+91 70951 67689 datalabs.training@gmail.com

File storage in Hadoop file system


Here we are going to learn how data is generally stored in a Hadoop file system. If we take a single file and it is to be stored on Hadoop distributed file system firstly the file is broken up into parts such that each piece is of the same size. You should know here that the size of blocks can be defined, but it is mandatory that all the blocks are of the same size.


To take advantage of Hadoop features, you would generally implement Hadoop on a cluster of computers. When you store a file it will be broken up into blocks of fixed sizes and each of these blocks will go into a computer present in the cluster. It is not necessary that all the blocks will go onto the same computer; generally they would be spread across the cluster. In this context, you have to know that, each computer in a cluster is called a data node. The computer on which each block of data goes is the target computer and these target machines are selected randomly by the Hadoop system.


So, it has to be understood that when we are storing a file using Hadoop, even when it is a single file, multiple computers are playing a role. This is very advantageous because using this method, large-sized files can be stored on the Hadoop file system. In fact, a file larger than the capacity of each hard disk of the node can be stored because the file is broken down into blocks and the blocks are spread across the cluster.

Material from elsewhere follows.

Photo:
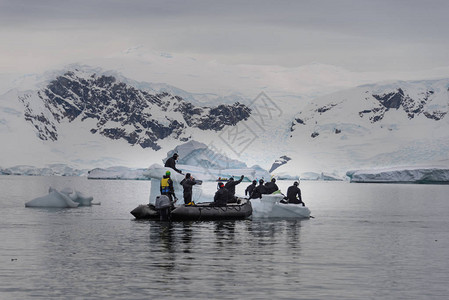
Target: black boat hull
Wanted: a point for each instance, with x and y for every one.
(198, 212)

Generally, the block size is set to 64 MB by default but it can be changed as per the requirement of the user. Comparing the block size in Hadoop distributed file system to the block size in other structured file systems it can be noticed that in Hadoop the block size is multiple times higher. This larger block size is advantageous in the sense that it results in faster streaming of data. You should also know that Hadoop makes use of something called replication that helps it combat hardware failure.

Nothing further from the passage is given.